Le secteur de la mode est extrêmement polluant. Comment apportez-vous votre pierre à l'environnement, en plus de la collection hommes?

«En plus de mes propres boutiques, mes vêtements sont aussi vendus dans des boutiques toutes marques. Ces magasins commandent des pièces dans le showroom, et ce n'est qu'alors que je les fais fabriquer. En gérant la production de façon aussi conscientisée, je n'ai jamais un stock important. Je recherche aussi des tissus durables. Les usines textiles optimalisent en continu. Elles règlent mieux leurs machines et limitent leur consommation d'eau. Néanmoins, les tissus recyclés ne sont pas encore au point. Souvent, la qualité des fibres n'est pas suffisante ou les tissus piquent plus. Les clients demandent surtout des vêtements doux. Je ne pense pas que la majorité d'entre eux soit prête pour des tissus recyclés. La plus grande partie de mes ateliers sont situés en Belgique, si bien que les vêtements ne parcourent pas de grandes distances. Les blazers et les vestes sont fabriqués en Pologne, car ici la confection est impayable.»

Bien que le shopping en ligne ait le vent en poupe, vous venez d'ouvrir une nouvelle boutique à Bruxelles.

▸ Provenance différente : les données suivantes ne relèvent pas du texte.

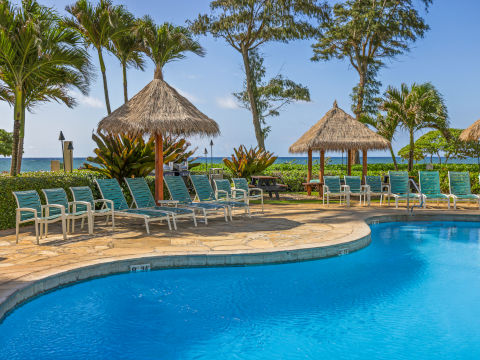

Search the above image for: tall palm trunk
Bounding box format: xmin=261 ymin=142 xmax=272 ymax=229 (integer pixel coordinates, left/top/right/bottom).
xmin=97 ymin=48 xmax=112 ymax=115
xmin=408 ymin=129 xmax=415 ymax=171
xmin=10 ymin=85 xmax=23 ymax=176
xmin=242 ymin=48 xmax=265 ymax=150
xmin=122 ymin=61 xmax=128 ymax=104
xmin=17 ymin=104 xmax=25 ymax=174
xmin=388 ymin=143 xmax=398 ymax=170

«Notre e-boutique a en effet connu un énorme succès pendant le confinement, et je prévois que la vente en ligne va continuer sa progression à la hausse. Nous investissons donc certainement dans l'e-commerce, mais les magasins physiques restent quand même importants. La première rencontre avec une marque doit quand même se faire physiquement. Comment autrement sentir les étoffes, essayer un peu de tout et demander conseil? J'ai choisi Bruxelles afin de toucher les francophones et les expats. La ville a aussi un rayonnement international et créatif. Comme Paris! Je suis tombée amoureuse de l'immeuble au Sablon au premier regard. Je suis passée devant quand je cherchais des meubles vintage. Le quartier ne compte pas beaucoup de boutiques de mode, plutôt des galeries d'art et des antiquaires, mais c'est ce qui fait le charme du Sablon. Vous vous y démarquez.»

Comment envisagez-vous l'avenir de la mode belge?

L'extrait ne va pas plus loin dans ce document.